Please switch the title and the description, as what I wrote ended up in the title due to a glitch in your system. I don't want to retype a long idea and see no way to copy paste the switch myself.
Edina has a major buckthorn problem in its parks and private property. Removing buckthorn is an arduous task that requires a lot of community volunteer effort and is seemingly never ending.
Herds of goats are used as a natural solution to the problem of invasive plants. Apparently, if fenced into a piece of land, they are natural weed removers and reputedly like the taste of buckthorn. Here is a story about Minnesota DNR using goats in this way.

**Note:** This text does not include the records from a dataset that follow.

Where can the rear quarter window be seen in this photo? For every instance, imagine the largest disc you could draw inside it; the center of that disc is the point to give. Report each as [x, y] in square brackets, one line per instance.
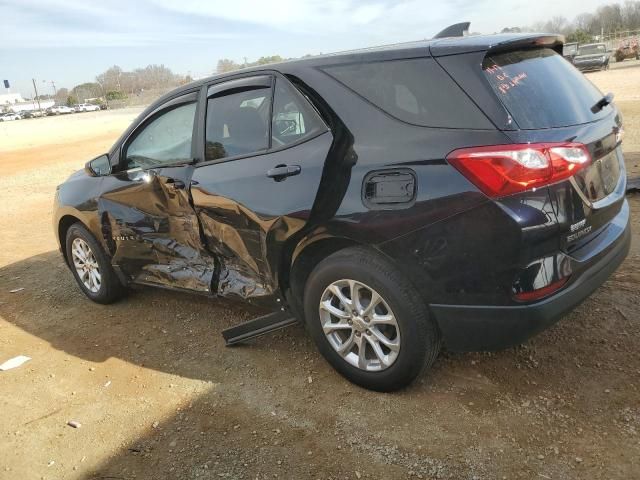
[540, 89]
[416, 91]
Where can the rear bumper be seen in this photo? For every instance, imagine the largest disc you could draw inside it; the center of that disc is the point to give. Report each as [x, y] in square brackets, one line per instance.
[479, 327]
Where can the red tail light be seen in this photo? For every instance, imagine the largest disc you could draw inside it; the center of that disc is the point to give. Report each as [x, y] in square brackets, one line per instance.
[501, 170]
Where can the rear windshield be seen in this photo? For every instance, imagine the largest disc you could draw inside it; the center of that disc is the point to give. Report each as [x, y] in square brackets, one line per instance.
[540, 89]
[416, 91]
[592, 49]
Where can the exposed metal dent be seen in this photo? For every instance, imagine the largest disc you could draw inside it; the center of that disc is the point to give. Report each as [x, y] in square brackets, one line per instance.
[153, 235]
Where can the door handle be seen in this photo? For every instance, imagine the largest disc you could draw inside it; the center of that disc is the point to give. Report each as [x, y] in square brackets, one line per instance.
[280, 172]
[177, 184]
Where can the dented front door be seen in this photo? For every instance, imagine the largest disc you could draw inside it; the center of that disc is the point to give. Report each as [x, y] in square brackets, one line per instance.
[145, 207]
[153, 232]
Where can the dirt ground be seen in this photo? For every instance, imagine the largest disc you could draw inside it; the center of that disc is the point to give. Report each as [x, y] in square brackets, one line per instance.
[159, 396]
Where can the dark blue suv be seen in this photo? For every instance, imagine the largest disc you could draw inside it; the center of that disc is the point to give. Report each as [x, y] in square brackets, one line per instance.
[464, 192]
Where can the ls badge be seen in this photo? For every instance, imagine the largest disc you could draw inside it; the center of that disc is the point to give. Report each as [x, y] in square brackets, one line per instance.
[578, 230]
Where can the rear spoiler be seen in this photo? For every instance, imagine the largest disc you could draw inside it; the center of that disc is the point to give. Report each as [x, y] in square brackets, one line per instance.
[496, 43]
[456, 30]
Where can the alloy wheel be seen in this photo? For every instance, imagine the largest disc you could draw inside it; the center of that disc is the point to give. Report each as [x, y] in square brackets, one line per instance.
[86, 265]
[359, 325]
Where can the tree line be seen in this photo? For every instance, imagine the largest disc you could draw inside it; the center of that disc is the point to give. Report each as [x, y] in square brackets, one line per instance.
[607, 19]
[118, 84]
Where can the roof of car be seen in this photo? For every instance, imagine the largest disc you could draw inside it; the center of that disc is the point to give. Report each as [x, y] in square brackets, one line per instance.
[434, 47]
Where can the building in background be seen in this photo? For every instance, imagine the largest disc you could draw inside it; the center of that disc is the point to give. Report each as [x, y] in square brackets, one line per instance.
[15, 103]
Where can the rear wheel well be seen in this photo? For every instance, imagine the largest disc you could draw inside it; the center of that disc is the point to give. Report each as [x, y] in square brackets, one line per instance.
[304, 264]
[63, 226]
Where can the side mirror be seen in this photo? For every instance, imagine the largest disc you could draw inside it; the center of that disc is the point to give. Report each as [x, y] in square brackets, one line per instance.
[98, 166]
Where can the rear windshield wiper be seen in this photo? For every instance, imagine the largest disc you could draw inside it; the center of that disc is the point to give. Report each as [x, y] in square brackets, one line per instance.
[603, 102]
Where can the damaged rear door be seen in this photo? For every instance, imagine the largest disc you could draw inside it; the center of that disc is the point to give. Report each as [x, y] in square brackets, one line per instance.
[264, 152]
[147, 217]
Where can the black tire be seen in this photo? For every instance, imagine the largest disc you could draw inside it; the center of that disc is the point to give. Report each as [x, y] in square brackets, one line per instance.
[420, 338]
[110, 289]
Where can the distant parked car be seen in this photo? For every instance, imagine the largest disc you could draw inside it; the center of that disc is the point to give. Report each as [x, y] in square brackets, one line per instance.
[32, 113]
[60, 110]
[86, 107]
[628, 49]
[592, 56]
[569, 51]
[8, 117]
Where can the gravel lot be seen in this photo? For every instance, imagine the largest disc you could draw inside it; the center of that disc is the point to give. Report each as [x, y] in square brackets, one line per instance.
[159, 396]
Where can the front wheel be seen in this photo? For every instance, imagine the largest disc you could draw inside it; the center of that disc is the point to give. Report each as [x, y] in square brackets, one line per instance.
[91, 267]
[368, 321]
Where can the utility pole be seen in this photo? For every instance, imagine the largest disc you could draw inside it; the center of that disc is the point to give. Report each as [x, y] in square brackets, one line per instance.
[36, 90]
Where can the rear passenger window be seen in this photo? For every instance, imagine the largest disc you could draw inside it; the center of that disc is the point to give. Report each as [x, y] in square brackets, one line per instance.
[416, 91]
[237, 123]
[541, 89]
[293, 117]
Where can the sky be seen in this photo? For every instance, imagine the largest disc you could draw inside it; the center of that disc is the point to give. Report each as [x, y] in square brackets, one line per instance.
[71, 41]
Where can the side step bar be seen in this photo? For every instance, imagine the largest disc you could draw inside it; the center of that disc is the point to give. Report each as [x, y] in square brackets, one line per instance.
[258, 327]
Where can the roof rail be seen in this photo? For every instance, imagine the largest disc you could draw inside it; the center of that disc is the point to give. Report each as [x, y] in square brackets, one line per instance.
[455, 30]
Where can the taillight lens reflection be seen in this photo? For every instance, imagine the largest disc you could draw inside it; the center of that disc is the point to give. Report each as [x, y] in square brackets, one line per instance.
[501, 170]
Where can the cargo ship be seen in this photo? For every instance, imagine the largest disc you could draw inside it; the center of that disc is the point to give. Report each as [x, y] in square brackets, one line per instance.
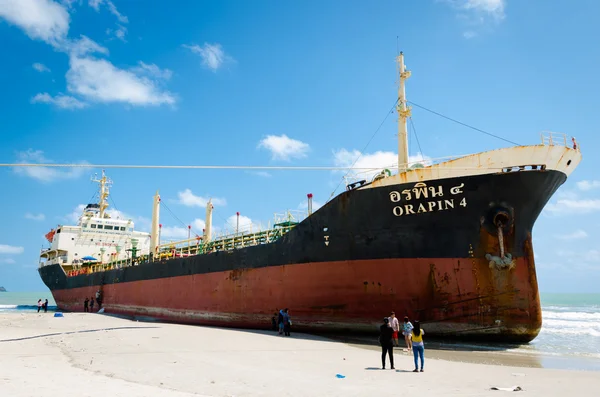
[446, 242]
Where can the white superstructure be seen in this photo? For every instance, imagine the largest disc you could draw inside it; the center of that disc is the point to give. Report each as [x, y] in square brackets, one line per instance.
[96, 238]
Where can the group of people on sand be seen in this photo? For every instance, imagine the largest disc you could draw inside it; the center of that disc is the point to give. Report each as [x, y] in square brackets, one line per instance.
[88, 304]
[281, 321]
[413, 337]
[42, 305]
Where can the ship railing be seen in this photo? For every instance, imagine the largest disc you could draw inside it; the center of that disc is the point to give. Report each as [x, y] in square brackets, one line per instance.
[377, 172]
[197, 246]
[184, 248]
[552, 138]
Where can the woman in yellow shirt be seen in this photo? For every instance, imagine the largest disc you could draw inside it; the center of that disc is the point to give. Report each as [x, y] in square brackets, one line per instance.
[418, 346]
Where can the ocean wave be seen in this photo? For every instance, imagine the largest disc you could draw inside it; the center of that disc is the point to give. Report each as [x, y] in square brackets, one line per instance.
[553, 323]
[4, 308]
[562, 309]
[572, 331]
[574, 315]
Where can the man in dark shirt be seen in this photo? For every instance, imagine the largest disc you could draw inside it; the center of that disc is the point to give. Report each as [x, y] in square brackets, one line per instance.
[386, 342]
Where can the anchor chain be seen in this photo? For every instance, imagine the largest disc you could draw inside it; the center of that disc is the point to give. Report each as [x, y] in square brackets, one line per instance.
[505, 259]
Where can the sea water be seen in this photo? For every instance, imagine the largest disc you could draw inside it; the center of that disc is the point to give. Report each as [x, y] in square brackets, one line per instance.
[570, 325]
[24, 301]
[570, 328]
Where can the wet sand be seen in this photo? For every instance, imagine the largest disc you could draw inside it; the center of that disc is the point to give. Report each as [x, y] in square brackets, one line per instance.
[96, 355]
[484, 354]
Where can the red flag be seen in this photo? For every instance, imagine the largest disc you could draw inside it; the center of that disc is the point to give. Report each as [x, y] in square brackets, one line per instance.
[50, 235]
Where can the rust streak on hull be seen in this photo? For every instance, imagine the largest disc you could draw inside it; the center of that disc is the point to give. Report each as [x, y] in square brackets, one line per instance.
[340, 296]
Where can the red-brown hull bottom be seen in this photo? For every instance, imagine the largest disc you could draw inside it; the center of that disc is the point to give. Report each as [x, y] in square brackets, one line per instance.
[451, 297]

And here is a story about goats helping themselves to another issue - what to do with Christmas trees after the holidays:
While the city should choose to buy its own goat herd, it might be more palatable to see if we can find someone who would be willing to sell this service to the city.

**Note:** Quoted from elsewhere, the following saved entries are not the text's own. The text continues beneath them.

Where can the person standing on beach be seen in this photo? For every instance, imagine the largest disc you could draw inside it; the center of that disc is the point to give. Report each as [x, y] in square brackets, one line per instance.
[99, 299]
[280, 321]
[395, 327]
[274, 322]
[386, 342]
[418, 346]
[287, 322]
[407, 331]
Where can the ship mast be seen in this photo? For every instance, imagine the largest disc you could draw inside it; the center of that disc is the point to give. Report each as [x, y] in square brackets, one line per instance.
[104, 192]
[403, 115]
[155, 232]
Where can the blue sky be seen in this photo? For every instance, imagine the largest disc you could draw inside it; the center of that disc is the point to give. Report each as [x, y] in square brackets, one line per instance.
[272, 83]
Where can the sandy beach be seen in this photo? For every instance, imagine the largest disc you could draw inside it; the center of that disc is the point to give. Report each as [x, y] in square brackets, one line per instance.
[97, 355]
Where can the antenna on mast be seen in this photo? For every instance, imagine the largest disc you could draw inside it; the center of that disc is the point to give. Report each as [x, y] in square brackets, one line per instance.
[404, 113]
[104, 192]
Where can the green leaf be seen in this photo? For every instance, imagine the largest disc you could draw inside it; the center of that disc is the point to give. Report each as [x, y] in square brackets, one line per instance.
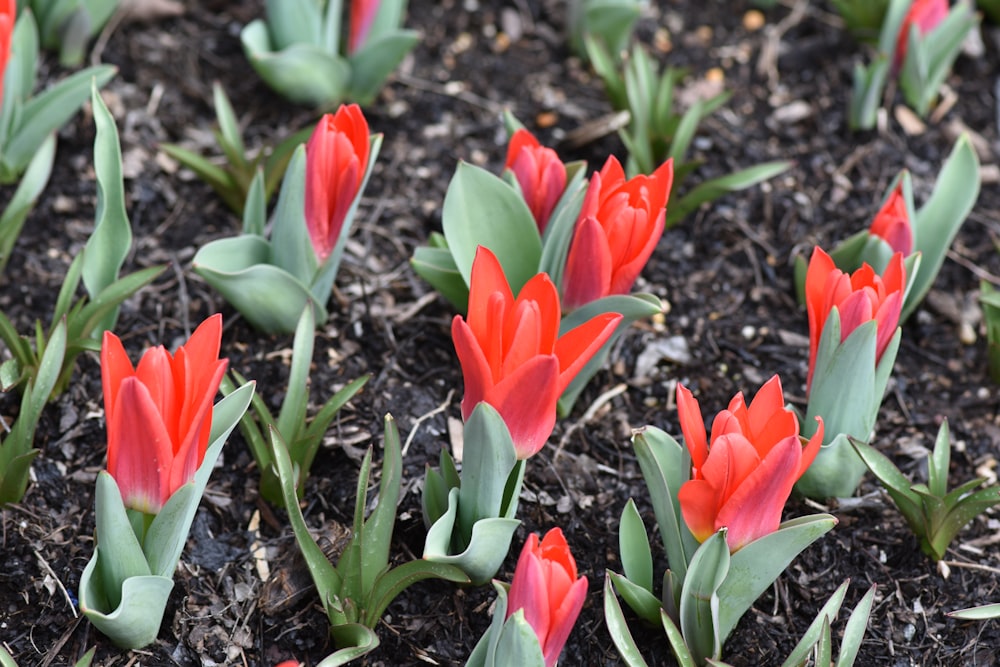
[437, 267]
[377, 532]
[111, 239]
[641, 600]
[487, 547]
[481, 209]
[238, 268]
[715, 188]
[375, 62]
[939, 219]
[854, 633]
[677, 642]
[35, 178]
[665, 467]
[393, 582]
[45, 113]
[354, 640]
[983, 613]
[618, 628]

I have heard that as the space needs of the Edina School District have grown, that it is likely that they will reclaim all the space in the old Edina East HS site. Should that happen, what will Edina do for a community center? The City should be in discussion with the schools to find out if this rumor is true. If not, then perhaps the city can make a long-term deal with the schools for that space and then making improvements on the facilities, which appears to be quite dated. If not, the city should consider whether to build a new community center and where to put it. It is a good time to consider this, because the city is now working on planning for major projects at Grandview, Fred Richards/Pentagon Park and Braemar that will tie up a lot of available building space. These sights are built up and a community center replacement is needed, where else might it go? The city is working on a long-term vision starting next week - so this is a very timely topic.

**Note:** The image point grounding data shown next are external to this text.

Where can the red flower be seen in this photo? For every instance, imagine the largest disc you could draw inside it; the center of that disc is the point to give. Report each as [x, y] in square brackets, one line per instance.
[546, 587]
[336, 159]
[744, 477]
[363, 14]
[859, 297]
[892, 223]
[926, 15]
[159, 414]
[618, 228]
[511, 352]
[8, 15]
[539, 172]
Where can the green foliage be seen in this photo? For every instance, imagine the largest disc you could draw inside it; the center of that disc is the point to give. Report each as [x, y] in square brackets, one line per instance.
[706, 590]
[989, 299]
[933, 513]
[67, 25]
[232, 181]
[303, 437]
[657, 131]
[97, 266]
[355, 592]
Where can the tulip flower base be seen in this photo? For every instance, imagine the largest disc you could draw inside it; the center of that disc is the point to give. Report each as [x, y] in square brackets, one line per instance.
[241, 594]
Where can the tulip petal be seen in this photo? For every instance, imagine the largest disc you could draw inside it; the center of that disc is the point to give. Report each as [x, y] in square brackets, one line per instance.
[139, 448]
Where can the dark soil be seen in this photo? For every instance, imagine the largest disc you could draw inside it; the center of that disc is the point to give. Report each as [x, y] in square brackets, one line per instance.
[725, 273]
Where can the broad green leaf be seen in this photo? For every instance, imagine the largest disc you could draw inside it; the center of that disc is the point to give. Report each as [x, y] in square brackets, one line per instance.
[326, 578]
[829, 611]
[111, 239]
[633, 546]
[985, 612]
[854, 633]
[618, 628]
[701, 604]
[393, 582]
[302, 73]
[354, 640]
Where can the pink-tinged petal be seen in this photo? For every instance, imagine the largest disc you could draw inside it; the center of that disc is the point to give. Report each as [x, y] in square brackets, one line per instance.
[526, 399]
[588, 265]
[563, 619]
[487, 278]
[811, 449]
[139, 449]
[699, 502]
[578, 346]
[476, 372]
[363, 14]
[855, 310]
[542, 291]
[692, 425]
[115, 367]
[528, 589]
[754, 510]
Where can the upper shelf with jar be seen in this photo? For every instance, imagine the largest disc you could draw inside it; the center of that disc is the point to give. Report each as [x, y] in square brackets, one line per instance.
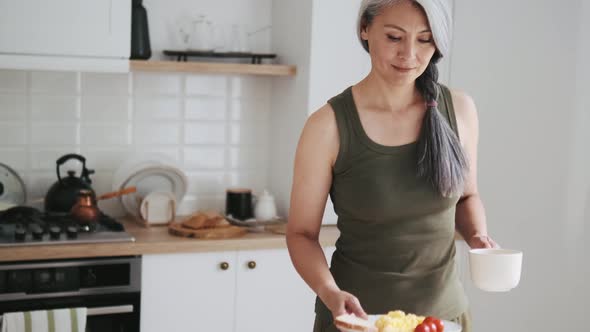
[130, 35]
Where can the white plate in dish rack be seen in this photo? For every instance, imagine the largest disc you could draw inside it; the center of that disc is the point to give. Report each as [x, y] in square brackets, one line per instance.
[449, 326]
[152, 179]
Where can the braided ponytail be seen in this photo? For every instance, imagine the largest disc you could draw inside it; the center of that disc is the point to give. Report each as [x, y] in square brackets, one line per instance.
[441, 159]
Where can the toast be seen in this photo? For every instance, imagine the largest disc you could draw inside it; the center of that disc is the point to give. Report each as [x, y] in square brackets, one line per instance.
[350, 322]
[202, 220]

The police have a new program to stop bicyclists who break traffic laws, announced in a just-issued press release. While I agree with the idea, I think Edina needs to think more broadly about this issue. First there is the issue of traffic design. It is currently very difficult to safely travel through certain parts of the city on bike. While Edina does enforce the speed laws, speeding, particularly on heavily travelled roads in common, and the places where bike travel are too close to traffic at the speed cars and trucks are driving, particularly as many have become larger and less maneuverable. Second, there is driver behavior. I'd bring up the failure of a very large percentage of drivers to signal their turns, Where this is a special problem for bike riders is when cars pull in front of a bike, fails to signal and turn right. Another is when a vehicle is going from the opposite direction and turns left. This failure to signal intention is dangerous driving, gives the bicyclist no time to react, and is likely to result in a severe injury or direct. Combine that with not fully stopping a stop sign and pulling out in front of a bicyclist who has right of way, opening a car door without looking . . . I could go on. The biggest toll of these driver practices - none of which is justified - is fear on the part of people who would want to use our streets to ride their bikes, which means they stay home or drive, which is both unhealthy and increases traffic congestion. So in other worlds, if the police are going to have a campaign targeted unsafe bicycling, please at the same time remind us that most often when cyclists are injured or killed, a motor vehicle has done the damage. And motorists should realize that stopping a bike at a stop sign involves a lot more effort than using your turn signal.